Compile a randomized BSP map using the Oblige procedural generation engine. This helps inject massive geographic variance into the training corpus to prevent spatial overfitting.
python main.py generate
Run a continuous pipeline to procedurally generate maps, launch the engine, and record expert demonstration data across highly varied topological environments.
python main.py randomize
Launch the engine in Spectator Mode to capture training data manually on specific modules. The engine binds keys dynamically based on the active profile in app.yaml.
# Usage: python main.py record --module <module_name>
python main.py record --module combat
Verify your dataset is balanced and normalized before training via Jinja2 template reports.
python main.py inspect
Tip
Look for High Idle Time. If the agent spends >50% of the time doing nothing, the model will converge to inaction due to gradient sparsity.
Run the Behavioral Cloning loop to map the multi-modal observations to action vectors via Binary Cross-Entropy.

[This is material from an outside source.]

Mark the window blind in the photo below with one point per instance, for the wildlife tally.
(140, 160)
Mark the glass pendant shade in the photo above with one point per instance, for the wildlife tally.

The DataLoader automatically applies dynamic spatial Mirror Augmentation.
# Trains on ALL available data modules across the active profile
python main.py train --module all
Run a diagnostic Brain Scan to check for class-imbalance failures against the test data.
# Cap the evaluation to 50 sequence batches
python main.py audit --module all
# Run a full-corpus evaluation without overlapping sequence strides
python main.py audit --module all --full
Launch the agent autonomously. If the agent enters an equilibrium state (e.g., staring at a corner), hold Left Shift to suspend the LNN logits and capture raw keyboard overrides.
python main.py intervene --module combat
Releasing the key automatically dumps a _recovery trace file to cure Covariate Shift.
Generate a topological breakdown of the active neural architecture via torchinfo. This executes a dummy forward pass to validate that the active sensor cortices are dynamically scaling and concatenating properly into the liquid core.
python main.py summary
Watch the LNN play the game live. The agent manages a continuous hidden state (hx) through the Liquid ODEs.
python main.py run --module combat
To get a sense of what frames are activating the model during gameplay, generate heat maps of the final convolution's output during a particular sequence of training data.
python main.py examine --sequence 100
π License
MIT License.
DOOM is a registered trademark of id Software.